Furthermore, duplicate records are proving to be an expensive and prevalent challenge. Research has shown that on average, 24% of an organization’s health records are duplicates, and that duplicate patient electronic health records (EHRs) cost hospitals on average $1950 per patient, per inpatient stay.

Despite the importance of identity data management, two-thirds of health care organizations are not completely confident in their data management infrastructure to protect the integrity of this data, and nearly half report that their data is still stored in fragmented, siloed systems. The data management strategy survey also found that almost half of the responding health care organizations believe inaccurate and unmatched patient and member data negatively impacts care.

A 360-Degree View

The health care industry must tackle these challenges if we are to advance better outcomes and value for all. Making the right investments in robust identity solutions, such as a health care master data management (hMDM) system, holds strong potential to drive numerous returns for payers, providers, life sciences, public health, and beyond.

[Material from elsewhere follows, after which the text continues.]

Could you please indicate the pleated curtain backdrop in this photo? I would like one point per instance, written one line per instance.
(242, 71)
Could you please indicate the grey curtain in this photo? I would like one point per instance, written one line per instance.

Not all solutions are created equal, so when supporting high-stakes use cases in health care—it is vital that organizations leverage an hMDM solution that is built natively in the cloud with accuracy and identity data management at its core.

Organizations should look for identity data management solutions that also incorporate referential matching, a more sophisticated method that matches demographic data from each record to a comprehensive, continuously updated, and highly curated reference database of identities from 30 years of US population data. Referential matching results in dramatically higher matching rates than older technologies that rely on deterministic and probabilistic algorithms. This technology also allows health care organizations to layer patient clinical data from EHRs with consumer data from customer relationship management systems and other third-party demographic information to identify exactly where a person is within their health care journey. Ultimately, this enables a complete and trusted 360-degree view of the patients, members, providers, and communities that health care organizations serve.

Digital transformation in health care is no longer a distant goal, and organizations across the health care continuum must be prepared for an imminent influx of information as health organizations generate more data than ever before. Having complete and accurate member and patient data is going to be critical to supporting the health care industry in its quest to improve outcomes, reduce costs, and ensure compliance.